Crude oil prices trading slightly lower today giving up 0.39% at $56.58 after President Trump failed to inspire investors after mixed comments; President said that China-US trade deal might happen soon and the phase one agreement is close, but he also said that if a deal isn’t reached the US will raise tariffs.
The previous week the EIA reported that supplies of natural gas rose by 34 billion cubic feet for the week ended November 1, against 89 billion cubic feet gains last week. That came below the build of 45 billion cubic feet expected.

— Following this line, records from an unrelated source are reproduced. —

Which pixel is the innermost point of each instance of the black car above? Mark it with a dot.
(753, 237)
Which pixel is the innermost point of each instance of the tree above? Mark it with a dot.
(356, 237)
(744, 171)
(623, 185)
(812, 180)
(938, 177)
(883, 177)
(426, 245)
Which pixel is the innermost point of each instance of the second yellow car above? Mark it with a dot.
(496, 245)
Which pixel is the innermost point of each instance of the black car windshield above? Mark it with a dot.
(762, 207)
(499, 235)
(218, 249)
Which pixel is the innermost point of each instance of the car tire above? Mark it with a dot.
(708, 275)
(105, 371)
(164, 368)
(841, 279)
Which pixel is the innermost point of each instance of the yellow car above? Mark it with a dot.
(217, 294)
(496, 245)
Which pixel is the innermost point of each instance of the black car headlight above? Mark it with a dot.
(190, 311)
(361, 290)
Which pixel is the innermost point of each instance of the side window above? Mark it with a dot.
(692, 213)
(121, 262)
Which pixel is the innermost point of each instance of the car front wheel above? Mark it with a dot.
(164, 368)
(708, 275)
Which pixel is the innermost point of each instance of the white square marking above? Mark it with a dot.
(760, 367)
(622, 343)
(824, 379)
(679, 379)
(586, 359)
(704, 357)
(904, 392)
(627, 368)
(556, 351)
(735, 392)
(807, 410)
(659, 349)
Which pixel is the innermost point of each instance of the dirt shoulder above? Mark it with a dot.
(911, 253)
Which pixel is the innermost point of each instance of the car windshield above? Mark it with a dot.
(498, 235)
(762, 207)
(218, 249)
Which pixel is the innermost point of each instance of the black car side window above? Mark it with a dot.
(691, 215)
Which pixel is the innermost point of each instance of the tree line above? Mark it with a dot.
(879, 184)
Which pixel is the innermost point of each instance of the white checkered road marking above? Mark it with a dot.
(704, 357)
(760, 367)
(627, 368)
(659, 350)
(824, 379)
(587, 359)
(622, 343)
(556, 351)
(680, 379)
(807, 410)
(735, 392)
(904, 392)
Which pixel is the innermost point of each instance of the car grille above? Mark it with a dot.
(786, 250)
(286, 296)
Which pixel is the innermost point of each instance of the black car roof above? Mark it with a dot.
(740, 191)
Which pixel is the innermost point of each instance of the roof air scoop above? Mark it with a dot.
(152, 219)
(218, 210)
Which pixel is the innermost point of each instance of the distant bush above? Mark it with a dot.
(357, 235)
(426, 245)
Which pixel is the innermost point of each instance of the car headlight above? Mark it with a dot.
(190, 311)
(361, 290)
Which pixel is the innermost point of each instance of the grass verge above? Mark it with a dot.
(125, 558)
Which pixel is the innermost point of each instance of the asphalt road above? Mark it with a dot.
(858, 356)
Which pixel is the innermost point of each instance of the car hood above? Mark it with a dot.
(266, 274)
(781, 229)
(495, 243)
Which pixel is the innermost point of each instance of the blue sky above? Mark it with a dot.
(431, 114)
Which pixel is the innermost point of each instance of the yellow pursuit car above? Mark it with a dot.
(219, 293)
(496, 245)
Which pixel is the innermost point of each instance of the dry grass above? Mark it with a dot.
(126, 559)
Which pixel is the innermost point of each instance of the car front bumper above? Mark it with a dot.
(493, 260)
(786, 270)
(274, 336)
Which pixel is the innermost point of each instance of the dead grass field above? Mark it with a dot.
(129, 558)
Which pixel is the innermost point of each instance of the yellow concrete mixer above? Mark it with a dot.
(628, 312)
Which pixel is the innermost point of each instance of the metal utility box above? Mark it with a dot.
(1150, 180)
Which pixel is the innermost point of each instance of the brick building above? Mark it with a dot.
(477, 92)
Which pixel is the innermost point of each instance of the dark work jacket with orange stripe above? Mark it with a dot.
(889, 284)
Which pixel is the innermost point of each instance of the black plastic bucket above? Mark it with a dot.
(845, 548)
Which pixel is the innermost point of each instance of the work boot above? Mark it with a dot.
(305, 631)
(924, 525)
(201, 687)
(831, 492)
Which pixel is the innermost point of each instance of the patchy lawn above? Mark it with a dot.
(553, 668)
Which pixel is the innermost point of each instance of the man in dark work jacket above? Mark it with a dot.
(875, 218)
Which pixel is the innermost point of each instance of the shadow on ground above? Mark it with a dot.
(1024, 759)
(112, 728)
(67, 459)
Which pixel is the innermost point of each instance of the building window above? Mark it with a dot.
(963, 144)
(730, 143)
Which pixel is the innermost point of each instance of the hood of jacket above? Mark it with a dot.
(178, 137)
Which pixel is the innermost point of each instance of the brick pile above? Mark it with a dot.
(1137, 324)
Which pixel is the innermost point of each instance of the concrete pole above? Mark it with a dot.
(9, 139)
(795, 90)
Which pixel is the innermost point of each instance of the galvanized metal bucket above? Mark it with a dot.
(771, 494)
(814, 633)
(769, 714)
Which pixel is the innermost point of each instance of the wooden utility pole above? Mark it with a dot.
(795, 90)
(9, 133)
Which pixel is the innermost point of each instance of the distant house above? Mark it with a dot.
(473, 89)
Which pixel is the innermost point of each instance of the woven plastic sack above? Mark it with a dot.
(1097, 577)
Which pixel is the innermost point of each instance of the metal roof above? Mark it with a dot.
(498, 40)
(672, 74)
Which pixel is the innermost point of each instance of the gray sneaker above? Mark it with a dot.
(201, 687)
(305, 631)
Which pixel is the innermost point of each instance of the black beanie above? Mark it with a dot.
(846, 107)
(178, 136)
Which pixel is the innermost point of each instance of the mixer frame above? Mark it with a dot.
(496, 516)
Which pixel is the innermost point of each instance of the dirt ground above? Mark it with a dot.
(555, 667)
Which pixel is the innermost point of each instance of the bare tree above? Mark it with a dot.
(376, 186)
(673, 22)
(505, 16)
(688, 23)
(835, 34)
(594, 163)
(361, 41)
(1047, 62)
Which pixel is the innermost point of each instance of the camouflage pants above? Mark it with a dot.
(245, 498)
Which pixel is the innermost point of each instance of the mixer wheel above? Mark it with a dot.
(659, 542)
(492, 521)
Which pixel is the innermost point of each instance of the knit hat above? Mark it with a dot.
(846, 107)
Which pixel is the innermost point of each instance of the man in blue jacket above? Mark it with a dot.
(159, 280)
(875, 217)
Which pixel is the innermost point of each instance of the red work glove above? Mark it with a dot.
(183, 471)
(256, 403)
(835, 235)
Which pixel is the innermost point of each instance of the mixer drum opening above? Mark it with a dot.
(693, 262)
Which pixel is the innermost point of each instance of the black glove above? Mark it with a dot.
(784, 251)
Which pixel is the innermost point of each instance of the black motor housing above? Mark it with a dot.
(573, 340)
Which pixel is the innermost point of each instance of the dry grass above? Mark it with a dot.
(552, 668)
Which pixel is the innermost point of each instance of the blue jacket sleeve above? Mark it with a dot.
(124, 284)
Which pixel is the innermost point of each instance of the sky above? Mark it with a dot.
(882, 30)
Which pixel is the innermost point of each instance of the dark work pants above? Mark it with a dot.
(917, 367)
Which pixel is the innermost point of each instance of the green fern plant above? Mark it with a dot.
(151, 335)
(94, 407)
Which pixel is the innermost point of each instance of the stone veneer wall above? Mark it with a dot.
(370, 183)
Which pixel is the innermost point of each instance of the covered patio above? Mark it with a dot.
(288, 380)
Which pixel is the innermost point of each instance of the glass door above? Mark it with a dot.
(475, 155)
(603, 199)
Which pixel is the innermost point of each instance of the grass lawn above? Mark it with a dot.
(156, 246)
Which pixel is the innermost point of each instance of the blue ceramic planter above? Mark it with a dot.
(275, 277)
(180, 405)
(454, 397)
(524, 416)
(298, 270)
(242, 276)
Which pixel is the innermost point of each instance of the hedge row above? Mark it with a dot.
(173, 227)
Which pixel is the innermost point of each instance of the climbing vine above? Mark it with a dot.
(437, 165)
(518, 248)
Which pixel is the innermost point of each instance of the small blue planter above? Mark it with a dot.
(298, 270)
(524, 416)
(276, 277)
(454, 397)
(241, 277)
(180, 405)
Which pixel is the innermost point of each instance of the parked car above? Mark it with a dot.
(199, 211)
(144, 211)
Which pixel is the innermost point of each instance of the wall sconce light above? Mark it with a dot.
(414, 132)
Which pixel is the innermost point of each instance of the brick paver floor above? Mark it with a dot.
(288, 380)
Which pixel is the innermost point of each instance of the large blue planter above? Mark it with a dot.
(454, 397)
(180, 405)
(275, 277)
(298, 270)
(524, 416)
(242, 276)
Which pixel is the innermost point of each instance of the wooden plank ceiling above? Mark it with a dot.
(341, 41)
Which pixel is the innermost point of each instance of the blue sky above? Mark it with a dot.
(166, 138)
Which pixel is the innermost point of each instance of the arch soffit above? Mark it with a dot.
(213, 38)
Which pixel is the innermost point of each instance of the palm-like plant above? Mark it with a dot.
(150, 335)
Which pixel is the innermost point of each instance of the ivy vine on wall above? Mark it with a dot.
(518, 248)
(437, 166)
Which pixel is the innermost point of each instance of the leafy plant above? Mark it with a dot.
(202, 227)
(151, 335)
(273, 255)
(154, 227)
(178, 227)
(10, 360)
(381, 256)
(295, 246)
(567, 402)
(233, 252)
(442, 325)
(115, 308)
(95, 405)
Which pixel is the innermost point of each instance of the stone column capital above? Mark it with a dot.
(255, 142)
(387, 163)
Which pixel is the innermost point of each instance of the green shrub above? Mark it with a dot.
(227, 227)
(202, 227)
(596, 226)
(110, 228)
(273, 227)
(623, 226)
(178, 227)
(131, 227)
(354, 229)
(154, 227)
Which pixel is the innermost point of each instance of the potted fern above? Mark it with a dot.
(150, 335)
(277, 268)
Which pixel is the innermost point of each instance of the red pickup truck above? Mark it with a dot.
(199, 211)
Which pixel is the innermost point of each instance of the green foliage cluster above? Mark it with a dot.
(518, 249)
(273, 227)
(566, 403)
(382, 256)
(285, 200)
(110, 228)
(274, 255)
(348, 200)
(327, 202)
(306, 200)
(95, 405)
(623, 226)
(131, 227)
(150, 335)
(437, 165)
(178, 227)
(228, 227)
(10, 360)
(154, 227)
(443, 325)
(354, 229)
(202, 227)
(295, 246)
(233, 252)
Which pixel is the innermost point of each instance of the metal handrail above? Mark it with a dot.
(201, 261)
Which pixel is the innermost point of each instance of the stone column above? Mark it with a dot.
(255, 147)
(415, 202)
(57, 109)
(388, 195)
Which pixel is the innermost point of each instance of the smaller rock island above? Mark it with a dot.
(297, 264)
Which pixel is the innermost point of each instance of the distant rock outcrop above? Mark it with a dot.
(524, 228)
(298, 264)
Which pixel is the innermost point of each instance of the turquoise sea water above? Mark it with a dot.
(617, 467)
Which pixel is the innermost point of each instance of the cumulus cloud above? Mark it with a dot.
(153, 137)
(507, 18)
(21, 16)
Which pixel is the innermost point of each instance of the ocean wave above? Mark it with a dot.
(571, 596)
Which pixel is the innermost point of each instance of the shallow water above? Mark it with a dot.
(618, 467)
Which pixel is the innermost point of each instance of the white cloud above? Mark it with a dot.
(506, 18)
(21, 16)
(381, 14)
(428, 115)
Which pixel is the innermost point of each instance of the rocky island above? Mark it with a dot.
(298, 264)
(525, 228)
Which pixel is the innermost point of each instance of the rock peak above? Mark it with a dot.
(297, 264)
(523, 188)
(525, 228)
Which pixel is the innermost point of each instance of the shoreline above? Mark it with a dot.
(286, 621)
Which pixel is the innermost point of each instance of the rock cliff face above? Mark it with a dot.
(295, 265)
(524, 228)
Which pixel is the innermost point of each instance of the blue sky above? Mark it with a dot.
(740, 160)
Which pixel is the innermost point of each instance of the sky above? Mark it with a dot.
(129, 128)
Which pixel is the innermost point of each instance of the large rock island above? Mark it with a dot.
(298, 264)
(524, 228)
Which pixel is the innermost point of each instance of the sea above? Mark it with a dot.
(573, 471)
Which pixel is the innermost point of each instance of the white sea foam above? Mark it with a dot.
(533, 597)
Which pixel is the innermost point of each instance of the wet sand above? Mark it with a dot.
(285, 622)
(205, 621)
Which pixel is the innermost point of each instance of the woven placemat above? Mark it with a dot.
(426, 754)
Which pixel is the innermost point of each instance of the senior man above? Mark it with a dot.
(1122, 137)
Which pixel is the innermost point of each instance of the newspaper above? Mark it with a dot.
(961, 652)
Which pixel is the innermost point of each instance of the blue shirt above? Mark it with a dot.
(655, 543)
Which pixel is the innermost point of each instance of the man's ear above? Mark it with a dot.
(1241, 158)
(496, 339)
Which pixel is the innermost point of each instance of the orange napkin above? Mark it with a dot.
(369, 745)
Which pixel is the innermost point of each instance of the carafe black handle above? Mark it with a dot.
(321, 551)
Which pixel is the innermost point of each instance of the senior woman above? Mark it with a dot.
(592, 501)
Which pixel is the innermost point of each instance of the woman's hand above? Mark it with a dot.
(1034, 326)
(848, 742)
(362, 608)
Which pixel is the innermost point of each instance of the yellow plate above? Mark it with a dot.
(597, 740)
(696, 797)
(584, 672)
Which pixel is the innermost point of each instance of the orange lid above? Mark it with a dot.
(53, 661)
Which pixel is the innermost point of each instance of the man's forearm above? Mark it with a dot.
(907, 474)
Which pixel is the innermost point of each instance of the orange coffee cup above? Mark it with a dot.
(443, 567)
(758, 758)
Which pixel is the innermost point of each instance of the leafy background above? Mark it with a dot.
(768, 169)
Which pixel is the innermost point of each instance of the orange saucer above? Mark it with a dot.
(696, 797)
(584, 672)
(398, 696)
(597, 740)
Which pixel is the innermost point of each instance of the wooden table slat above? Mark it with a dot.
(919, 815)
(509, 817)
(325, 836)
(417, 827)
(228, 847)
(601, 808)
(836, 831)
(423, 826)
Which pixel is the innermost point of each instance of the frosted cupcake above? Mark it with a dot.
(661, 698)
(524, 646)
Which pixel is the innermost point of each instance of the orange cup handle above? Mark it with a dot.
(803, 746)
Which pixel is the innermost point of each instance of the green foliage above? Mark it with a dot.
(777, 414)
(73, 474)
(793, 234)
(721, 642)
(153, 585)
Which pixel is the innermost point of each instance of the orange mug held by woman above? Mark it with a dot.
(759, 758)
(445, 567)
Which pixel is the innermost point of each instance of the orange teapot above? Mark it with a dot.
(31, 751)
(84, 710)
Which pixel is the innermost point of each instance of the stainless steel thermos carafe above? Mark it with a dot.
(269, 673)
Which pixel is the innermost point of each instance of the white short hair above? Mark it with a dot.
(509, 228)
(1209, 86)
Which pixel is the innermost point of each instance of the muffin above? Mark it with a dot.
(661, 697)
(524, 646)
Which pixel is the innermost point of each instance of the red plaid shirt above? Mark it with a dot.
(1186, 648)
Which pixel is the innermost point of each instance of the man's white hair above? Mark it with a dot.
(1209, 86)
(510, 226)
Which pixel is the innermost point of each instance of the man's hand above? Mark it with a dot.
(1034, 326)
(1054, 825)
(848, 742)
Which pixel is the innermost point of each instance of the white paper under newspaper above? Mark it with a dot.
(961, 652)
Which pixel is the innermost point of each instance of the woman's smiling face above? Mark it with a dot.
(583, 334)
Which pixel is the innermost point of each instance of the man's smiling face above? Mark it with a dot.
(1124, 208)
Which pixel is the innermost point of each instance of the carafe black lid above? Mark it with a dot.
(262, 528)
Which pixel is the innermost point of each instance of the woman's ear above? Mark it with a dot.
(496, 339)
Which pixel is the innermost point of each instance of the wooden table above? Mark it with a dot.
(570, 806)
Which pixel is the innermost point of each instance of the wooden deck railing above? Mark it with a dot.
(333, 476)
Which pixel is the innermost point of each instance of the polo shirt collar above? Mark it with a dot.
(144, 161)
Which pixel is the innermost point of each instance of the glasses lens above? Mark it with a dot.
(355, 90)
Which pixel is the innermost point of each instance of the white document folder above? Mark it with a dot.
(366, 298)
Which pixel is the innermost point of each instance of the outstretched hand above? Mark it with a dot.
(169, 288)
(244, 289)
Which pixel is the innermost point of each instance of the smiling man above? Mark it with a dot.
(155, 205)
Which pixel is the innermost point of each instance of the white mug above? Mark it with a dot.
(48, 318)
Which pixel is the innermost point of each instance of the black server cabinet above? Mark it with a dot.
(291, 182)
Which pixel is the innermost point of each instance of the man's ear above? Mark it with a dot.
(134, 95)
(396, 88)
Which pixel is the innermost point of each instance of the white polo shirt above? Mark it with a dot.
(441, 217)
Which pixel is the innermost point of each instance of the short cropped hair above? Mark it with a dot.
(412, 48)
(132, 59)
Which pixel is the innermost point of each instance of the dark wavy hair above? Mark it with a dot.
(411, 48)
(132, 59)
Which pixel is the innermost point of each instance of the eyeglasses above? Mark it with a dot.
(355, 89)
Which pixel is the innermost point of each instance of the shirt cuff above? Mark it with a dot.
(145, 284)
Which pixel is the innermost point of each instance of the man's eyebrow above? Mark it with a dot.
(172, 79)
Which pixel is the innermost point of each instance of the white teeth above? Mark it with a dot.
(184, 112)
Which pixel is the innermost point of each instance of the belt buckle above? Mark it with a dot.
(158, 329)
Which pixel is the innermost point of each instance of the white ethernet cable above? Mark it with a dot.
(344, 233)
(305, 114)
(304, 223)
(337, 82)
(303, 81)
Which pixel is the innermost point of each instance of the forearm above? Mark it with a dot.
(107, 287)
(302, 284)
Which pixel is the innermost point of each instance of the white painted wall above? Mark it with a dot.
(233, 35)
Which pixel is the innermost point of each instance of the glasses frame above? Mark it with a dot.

EIA reported last week an increase in inventories by 1.6Mbpd after the previous week’s increase of 8 Mbpd. IEA forecasts that global oil demand growth is expected to grow by 1Mbpd on average to 2025 but is forecast to slow to an average of 100,000 bpd a year from then on as more electric cars hit the road
Support to crude coming from reports indicating that OPEC+ producers might consider production cuts in their next meeting in December.
Crude oil rejected yesterday for one more time at the 200-day moving average rejected for the seventh consecutive session so bears now look more aggressive.
On the downside, immediate support stands at daily low at $56.50, followed by the 100-day moving average at $56.01, below that level, the next support comes in at 55.66 the 50-day moving average. Crude oil has established strong support at 50.50 which managed to cancel the bears several times since the beginning of 2019.
On the flip side, crude oil first resistance level stands at the daily high at $56.80, while more offers could emerge at $57.32 strong resistance, the 200-day moving average. Long positions could sit comfortably as long as the crude price trades above the 100-day moving average.